Como o mês anterior o céu continuava a vestir azul. Era um azul piscina uma vez limpinha como a alma de anjos. Depois de receber o cloro de véspera. A sujeira precipitar e ser aspirada pelo piscineiro. Hábil e experiente senhor acostumado a mesma rotina desde quando criança.

A produção leiteira despencava a olhos e baldes vistos. Dos quase quinhentos do mês passado passou a ser menos de trezentos. Em contraste ao preço alto dos insumos, exatamente no momento certo quando a entressafra entra, o preco do leite despenca. E sobram ofertas nos supermercados da vida.

No fim das contas o prejuízo aumenta. A fome das vacas incrementa. A seca pasteja pachorrenta.

Quando dezembro aparece, assim que a benzedeira do lugar acende velas, reza contrita, chora junto a todos, faz mandingas na encruzilhada, mas nada ajuda a tapar a boca desdentada da seca madrasta. Nenhum sinal de chuva no ar. Apenas poeira que contribui ainda mais com a bronquiolite alérgica dos pimpolhos catarrentos, dos meninos novinhos que tossem ao sabor do vento. A doenças respiratórias abundam. Como fica mais e mais anemiada a secura do lugar.

Foi num sábado, da mesma forma seco e esturricado, que o fato nefasto se deu.

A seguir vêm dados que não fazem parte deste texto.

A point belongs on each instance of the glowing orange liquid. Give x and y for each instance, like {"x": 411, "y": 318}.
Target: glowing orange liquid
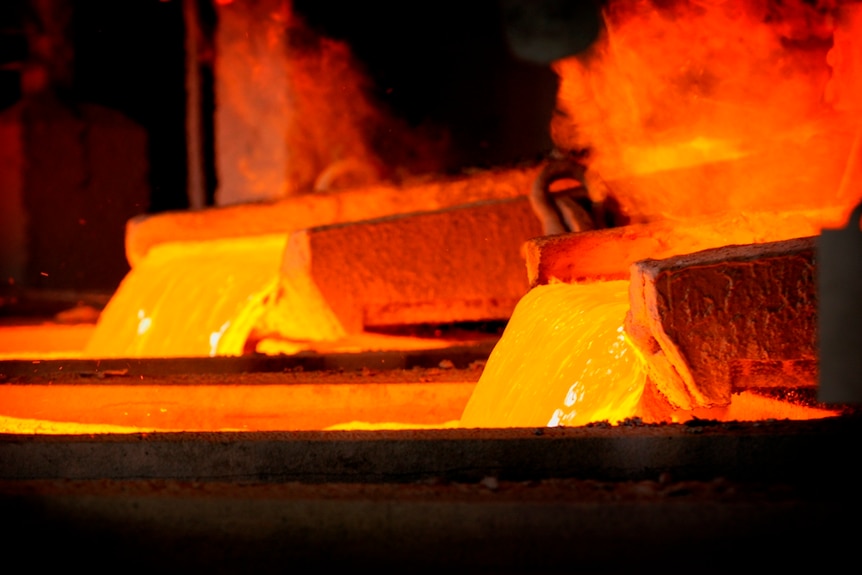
{"x": 563, "y": 360}
{"x": 190, "y": 300}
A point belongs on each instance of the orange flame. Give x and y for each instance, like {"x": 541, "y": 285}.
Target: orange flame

A família todinha do Zé Esperança acordou com um estranho pressentimento. A cama onde dormia o esperançoso Zezinho acordou molhadinha. Não era xixi. Nem mesmo urina.

Era água da boa. Como daquela mina linda que secou há exatos dois meses. Nunca havia acontecido dantes.

Todos acorreram ávidos por ser aquela água indício de bons augúrios. A mãe do Zezinho molhou a mão direita naquele líquido saído do nada.  Era uma calda cristalina, viscosa, de sabor adocicado como mel.

Com ele ungiu a testa da família todinha. Como se faz com água benta. Ou equivalente.

Uma vez do lado de fora da casa, uma casinha tosca, todos, sem exceção, olharam em direção ao céu, ainda escuro.

Esperançosos que logo a chuva benvinda cairia fecundando a terra exaurida.

Mas outro mês se passou. Dezembro veio calminho. E neca de chuva miúda, ou graúda, cair.

Janeiro anunciou a entrada do ano novo. Nada de chuva, nada de novo.

A esperança do desinfeliz Zé se foi com ela. Nada restando senão seca sobre açude seco.